On the balance, then, one senses that despite the upheavals of the twentieth century – and the efforts of erudite and articulate scholars in the constructivist tradition – the vision of a centralised state with Tripoli as its capital eventually prevailed in twentieth-century Libya, much like what happened to Baghdad in Iraq. Today, the regionally entrenched opposition in Benghazi appears to be going out of its way to emphasise its adherence to the idea of Tripoli as the undisputed capital of Libya, although it should perhaps be remembered that the monarchy flag used by these opponents of Gadhafi is also originally a federalism flag.
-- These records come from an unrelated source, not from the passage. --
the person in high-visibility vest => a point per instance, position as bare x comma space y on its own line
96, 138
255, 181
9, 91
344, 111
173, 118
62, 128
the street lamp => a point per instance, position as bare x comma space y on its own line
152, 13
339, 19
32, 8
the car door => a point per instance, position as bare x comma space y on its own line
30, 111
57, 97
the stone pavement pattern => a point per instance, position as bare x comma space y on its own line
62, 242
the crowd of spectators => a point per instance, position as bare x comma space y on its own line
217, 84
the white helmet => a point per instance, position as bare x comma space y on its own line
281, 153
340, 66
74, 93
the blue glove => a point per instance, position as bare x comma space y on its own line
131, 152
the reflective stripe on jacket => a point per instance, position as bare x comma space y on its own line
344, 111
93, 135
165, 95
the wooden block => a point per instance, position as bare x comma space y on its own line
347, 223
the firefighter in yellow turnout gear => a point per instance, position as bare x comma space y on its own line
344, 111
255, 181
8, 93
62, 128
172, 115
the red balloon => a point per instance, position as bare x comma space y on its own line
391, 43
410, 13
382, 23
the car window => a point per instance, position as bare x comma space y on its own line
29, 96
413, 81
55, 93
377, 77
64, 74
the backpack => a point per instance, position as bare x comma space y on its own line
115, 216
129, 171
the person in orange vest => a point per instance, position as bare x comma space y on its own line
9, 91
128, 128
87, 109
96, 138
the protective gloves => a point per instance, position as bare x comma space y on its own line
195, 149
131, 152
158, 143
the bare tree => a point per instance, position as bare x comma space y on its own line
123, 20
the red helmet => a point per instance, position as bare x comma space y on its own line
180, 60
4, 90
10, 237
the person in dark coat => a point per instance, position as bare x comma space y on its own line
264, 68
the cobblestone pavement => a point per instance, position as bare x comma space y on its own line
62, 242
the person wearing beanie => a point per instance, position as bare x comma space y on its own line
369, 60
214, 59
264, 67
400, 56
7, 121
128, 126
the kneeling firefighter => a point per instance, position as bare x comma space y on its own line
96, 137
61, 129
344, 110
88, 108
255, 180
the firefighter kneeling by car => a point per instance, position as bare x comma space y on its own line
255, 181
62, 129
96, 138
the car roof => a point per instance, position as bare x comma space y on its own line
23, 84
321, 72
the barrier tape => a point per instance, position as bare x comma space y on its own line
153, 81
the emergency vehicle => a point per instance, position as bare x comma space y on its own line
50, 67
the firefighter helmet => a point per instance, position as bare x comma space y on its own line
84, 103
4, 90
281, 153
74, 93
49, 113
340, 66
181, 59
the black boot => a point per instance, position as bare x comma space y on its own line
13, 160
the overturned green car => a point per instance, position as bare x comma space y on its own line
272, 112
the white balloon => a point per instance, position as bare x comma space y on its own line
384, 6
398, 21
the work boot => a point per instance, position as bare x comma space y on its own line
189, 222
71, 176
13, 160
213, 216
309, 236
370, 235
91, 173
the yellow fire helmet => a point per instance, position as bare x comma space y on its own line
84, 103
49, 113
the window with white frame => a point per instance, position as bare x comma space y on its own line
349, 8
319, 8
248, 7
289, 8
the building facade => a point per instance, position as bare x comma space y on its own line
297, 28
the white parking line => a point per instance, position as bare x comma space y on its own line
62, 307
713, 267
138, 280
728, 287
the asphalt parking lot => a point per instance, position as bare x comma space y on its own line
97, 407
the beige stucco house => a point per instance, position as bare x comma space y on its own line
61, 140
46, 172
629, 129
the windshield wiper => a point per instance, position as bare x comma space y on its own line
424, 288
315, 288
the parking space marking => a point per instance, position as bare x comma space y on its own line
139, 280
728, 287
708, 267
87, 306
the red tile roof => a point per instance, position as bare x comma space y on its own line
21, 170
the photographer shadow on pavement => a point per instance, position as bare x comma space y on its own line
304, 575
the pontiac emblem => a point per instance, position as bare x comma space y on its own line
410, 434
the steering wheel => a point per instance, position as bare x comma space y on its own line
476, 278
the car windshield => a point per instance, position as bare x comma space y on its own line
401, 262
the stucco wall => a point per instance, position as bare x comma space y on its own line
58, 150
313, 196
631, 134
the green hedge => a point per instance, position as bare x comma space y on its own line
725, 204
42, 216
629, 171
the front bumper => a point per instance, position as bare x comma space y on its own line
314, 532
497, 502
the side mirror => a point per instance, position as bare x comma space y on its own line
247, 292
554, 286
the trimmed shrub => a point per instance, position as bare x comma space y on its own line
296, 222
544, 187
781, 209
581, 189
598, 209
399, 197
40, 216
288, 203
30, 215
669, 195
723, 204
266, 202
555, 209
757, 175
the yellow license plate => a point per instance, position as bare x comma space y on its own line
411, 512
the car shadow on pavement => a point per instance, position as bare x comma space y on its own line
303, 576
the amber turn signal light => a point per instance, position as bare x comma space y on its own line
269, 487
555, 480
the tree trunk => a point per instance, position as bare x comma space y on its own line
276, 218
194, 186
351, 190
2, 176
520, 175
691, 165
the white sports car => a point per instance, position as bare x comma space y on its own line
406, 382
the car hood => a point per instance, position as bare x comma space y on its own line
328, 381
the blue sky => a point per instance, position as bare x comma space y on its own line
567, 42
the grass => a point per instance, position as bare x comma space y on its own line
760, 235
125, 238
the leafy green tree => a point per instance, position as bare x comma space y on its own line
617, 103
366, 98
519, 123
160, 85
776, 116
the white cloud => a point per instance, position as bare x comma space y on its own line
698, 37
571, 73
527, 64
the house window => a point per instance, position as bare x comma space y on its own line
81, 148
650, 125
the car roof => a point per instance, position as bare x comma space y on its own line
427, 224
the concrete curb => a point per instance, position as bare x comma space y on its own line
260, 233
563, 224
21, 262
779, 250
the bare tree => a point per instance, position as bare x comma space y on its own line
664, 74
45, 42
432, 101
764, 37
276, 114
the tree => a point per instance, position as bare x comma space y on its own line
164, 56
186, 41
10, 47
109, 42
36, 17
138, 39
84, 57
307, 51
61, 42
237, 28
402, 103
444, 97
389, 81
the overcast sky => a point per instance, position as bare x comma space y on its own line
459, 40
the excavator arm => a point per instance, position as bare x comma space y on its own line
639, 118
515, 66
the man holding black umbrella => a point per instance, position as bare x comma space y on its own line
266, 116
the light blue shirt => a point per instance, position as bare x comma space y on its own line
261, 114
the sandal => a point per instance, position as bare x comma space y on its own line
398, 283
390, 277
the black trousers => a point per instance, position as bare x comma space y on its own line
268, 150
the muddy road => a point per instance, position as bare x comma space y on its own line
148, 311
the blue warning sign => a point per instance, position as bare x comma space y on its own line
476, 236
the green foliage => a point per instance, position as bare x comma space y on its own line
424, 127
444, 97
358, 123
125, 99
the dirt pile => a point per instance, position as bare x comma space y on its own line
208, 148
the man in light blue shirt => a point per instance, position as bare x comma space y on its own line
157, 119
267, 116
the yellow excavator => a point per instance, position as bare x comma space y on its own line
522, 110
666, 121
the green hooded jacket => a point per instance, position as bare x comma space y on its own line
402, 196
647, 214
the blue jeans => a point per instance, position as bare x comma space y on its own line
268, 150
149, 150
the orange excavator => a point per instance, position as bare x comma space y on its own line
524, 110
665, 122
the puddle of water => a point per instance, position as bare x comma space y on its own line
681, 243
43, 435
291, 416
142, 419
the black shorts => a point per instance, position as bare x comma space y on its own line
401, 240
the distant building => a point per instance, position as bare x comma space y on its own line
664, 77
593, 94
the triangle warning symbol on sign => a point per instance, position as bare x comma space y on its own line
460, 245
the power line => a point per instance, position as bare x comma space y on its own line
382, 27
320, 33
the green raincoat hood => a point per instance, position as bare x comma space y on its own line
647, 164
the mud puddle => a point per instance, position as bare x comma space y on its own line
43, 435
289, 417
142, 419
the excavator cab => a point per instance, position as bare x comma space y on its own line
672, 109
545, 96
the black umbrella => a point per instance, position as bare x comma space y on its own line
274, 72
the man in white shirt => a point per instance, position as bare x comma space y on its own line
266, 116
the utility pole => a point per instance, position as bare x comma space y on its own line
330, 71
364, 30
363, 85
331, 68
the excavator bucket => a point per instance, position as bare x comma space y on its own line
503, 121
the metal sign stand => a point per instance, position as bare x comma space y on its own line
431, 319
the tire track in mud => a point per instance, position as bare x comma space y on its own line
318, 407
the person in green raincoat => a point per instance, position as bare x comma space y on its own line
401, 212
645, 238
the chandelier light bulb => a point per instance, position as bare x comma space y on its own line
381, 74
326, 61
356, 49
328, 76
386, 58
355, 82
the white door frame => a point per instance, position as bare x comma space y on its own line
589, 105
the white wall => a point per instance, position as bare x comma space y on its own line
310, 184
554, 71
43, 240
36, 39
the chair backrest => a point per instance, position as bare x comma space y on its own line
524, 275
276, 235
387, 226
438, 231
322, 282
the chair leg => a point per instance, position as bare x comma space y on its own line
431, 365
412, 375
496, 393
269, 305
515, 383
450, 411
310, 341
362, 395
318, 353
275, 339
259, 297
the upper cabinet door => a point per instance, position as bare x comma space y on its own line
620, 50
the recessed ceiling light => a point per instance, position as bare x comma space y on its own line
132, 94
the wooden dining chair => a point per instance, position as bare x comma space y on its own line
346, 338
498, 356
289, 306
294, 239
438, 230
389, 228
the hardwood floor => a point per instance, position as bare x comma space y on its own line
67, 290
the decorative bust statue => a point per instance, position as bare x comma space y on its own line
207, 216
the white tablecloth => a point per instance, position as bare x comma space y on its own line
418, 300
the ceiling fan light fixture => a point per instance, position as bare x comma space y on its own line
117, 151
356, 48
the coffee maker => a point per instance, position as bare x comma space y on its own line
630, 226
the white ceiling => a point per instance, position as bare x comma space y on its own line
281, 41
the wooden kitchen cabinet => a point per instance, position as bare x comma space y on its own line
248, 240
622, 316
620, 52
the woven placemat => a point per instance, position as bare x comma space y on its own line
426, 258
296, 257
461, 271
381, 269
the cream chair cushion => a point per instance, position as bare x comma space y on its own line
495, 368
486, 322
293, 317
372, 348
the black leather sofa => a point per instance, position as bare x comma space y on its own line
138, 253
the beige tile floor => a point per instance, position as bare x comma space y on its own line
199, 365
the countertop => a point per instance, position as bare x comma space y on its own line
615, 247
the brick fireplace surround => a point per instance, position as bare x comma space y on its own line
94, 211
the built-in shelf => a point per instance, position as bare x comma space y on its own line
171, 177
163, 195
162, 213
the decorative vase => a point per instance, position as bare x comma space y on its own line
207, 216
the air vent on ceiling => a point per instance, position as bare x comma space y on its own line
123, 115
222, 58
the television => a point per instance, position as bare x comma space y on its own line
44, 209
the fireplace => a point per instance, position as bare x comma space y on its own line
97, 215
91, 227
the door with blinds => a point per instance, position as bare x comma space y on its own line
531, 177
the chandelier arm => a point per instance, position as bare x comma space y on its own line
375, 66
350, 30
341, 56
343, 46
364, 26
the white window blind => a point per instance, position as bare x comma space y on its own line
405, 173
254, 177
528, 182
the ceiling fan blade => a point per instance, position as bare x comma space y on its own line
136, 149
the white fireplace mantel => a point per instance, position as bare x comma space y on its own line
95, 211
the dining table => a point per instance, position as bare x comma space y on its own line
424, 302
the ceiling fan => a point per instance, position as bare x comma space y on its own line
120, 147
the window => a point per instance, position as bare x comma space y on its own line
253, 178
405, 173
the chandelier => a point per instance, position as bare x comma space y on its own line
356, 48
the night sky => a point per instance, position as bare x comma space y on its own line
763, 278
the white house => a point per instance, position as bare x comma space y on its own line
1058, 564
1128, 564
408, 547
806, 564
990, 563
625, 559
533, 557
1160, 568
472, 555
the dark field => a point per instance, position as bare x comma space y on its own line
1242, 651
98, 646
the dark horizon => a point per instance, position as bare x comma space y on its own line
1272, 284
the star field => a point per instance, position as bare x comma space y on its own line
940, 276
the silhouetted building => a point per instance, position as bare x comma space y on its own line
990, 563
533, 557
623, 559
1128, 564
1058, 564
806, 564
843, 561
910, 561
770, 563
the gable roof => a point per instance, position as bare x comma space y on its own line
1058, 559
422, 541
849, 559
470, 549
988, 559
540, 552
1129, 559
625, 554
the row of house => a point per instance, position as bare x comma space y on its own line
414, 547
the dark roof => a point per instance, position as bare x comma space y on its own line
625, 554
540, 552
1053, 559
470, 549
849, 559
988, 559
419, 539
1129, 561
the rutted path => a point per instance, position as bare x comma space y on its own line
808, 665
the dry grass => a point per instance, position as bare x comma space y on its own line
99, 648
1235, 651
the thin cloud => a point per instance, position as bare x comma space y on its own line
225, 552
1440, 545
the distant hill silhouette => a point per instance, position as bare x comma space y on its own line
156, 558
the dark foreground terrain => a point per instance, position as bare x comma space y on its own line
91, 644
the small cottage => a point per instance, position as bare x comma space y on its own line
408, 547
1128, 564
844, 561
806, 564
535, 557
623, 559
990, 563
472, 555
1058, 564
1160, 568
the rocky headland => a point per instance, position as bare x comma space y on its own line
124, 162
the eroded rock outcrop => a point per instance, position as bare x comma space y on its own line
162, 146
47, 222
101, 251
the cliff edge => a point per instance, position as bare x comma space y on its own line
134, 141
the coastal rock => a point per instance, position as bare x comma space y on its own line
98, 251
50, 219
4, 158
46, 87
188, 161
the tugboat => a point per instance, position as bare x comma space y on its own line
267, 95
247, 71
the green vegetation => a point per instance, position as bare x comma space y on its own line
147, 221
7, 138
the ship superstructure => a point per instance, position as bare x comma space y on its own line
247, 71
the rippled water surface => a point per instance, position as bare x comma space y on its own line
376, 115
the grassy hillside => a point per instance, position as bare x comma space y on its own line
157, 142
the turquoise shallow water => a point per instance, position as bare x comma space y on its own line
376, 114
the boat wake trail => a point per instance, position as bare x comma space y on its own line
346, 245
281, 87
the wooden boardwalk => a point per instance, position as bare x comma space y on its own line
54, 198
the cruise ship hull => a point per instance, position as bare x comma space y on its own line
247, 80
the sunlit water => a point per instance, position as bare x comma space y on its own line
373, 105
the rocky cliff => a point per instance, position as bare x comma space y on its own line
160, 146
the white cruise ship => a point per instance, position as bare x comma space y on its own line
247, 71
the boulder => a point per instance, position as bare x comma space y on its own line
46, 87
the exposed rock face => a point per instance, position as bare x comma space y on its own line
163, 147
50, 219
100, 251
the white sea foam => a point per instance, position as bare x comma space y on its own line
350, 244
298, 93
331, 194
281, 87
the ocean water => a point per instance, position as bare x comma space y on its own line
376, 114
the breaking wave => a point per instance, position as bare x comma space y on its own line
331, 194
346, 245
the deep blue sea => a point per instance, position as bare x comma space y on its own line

But, as the Second World War showed, too much external intervention can easily disturb local equilibriums and propel artificial schemes to the forefront. Left to its own, Libya might well eventually gravitate towards Tripoli in one way or another, but with foreign intervention, the question is a lot more open. It should be remembered that the UN Security Council adopted for Libya provides international powers with a much bigger toolbox than what Western powers had in Iraq in the 1990s, when the no-fly-zone had no legal basis (except a fictional exegesis of UNSC 688) and when suggestions of a no-drive-zone was never on the table in a serious way (even though the Clinton administration seemed to be trying to create one in 1996). Accordingly, as happened during the Second World War, Libya may in the future once more come to experience formal territorial fragmentation and the emergence of enclaves of the kind one would otherwise only expect in settings where there are more enduring legacies of truly indigenous separatist schemes, like Yemen.